Para tentar responder a todas essas questões, o ensaio a seguir foi dividido em duas partes. Na primeira, faço uma breve digressão na história da filosofia para abordar o conceito de essência, dando uma pincelada na tradição filosófica antiga via Platão, e na moderna via Descartes e Kant. Nesta primeira etapa, busco apresentar como a modernidade vinculou a ideia de essência à criação de um sujeito universal, fruto não só de uma virada epistemológica atribuída à filosofia da época, mas principalmente de eventos paradigmáticos do período: escravidão, colonialismo, caça às bruxas, nascimento do capitalismo. O objetivo é transparecer como esse sujeito universal vai se constituindo através do exato oposto pelo qual se presume, ou seja, não na base da inclusão (universalidade), mas da exclusão, culminando na ideia de um ser incorpóreo, em contraposição a corporalidade do outro. Na segunda parte, agora já cientes do caminho trilhado pelo conceito de essência ao longo da modernidade, vamos contrastá-la com a ideia de essência atribuída aos intitulados trabalhadores essenciais, usando este gancho para pensarmos mais a fundo as dinâmicas do capitalismo neoliberal em tempos de pandemia.

1 – O que é essencial na história da filosofia ocidental, acerca do conceito de essência, para nossa discussão sobre os trabalhadores essenciais.
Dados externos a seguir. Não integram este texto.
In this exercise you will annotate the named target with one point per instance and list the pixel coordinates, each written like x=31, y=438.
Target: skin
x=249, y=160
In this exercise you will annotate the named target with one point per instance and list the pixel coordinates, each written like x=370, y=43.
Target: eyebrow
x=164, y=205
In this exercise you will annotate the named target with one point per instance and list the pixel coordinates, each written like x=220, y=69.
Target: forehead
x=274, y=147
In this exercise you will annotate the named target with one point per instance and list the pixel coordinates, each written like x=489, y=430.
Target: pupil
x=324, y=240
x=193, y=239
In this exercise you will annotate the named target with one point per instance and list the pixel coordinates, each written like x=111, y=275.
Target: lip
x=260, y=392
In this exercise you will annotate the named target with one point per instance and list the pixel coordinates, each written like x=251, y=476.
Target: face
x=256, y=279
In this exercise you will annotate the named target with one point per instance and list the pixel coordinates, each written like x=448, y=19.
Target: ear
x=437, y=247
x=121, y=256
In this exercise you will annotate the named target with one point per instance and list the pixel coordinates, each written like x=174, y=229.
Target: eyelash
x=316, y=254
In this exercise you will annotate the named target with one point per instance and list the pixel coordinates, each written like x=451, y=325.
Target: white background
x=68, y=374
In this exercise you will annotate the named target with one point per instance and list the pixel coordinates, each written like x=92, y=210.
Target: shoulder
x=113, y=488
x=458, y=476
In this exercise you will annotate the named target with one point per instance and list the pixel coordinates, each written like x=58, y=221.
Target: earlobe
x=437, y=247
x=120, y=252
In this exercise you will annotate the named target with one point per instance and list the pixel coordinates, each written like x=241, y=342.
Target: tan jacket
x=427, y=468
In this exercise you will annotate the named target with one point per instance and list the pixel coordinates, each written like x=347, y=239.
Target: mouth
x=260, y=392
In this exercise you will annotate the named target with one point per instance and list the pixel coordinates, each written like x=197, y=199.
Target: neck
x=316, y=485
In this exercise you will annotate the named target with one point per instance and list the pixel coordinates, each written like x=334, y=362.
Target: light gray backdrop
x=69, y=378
O conceito de essência foi a pedra angular do pensamento ocidental por muito séculos. Para Platão, a essência era a verdade e se encontrava no mundo das ideias, conquanto o mundo material, o mundo do sensível – este mundo aqui da covid – é o mundo das aparências, do que é falso, acidental e particular. Logo, Platão traça uma divisão ontológica, ou seja, o ser está no mundo das ideias, não no mundo das aparências. Assim, cria uma hierarquia de valor. O homem se distingue por sua capacidade de pensar, e o máximo uso do pensar é aquele que, através da razão e da articulação racional, busca atingir as ideias – inatas, essenciais, matriz de toda realidade. Importante ressaltar que o mundo das ideias é transcendental, só conseguimos nos aproximar dele pelo uso da razão, e que as ideias tem um caráter universal, ou seja, tem validade ontológica para tudo e para todos, independente do contexto social, político ou econômico, independente do tempo histórico, seja passado, presente ou futuro. A ideia é a fonte da realidade, e como essência é imutável, a-histórica e atemporal.

Da Grécia Antiga de Platão vamos dar um salto ao início da era moderna com Descartes – “penso, logo existo”. O ponto de partida para garantir a existência é o pensar. Descartes opera um corte com esse pensar, e separa o corpo da mente, espírito da matéria. Não se faz necessário indicar que aqui se realiza uma distinção valorativa. A essência, adivinhem, é a realidade do espírito: incorpórea, imaterial. A filosofia moderna tem como característica a mudança do enfoque, de um prisma ontológico (estudo do ser, do que é) para uma perspectiva epistemológica (como posso saber o que é, sem antes entender como posso conhecer o que é). Kant, por exemplo, com a Crítica da Razão Pura, busca demonstrar as condições de possibilidade para o conhecimento. Como posso afirmar que alguma coisa é, sem questionar minhas faculdades cognitivas que condicionam a forma como enxergo, interpreto e tenho experiências no mundo? No final das contas, Kant diz que nunca conheceremos a coisa em si, ou seja, o que ela realmente é em sua pura constituição objetiva, sua essência, mas apenas conheceremos o fenômeno subjetivo de sua apreensão, aquilo que é primeiro capturado por nossa consciência, por nossas faculdades que condicionam a forma com a qual apreendemos a realidade. Kant parece indicar, portanto, que não conseguimos elucubrar sobre a essência, já que não temos acesso a coisa em si.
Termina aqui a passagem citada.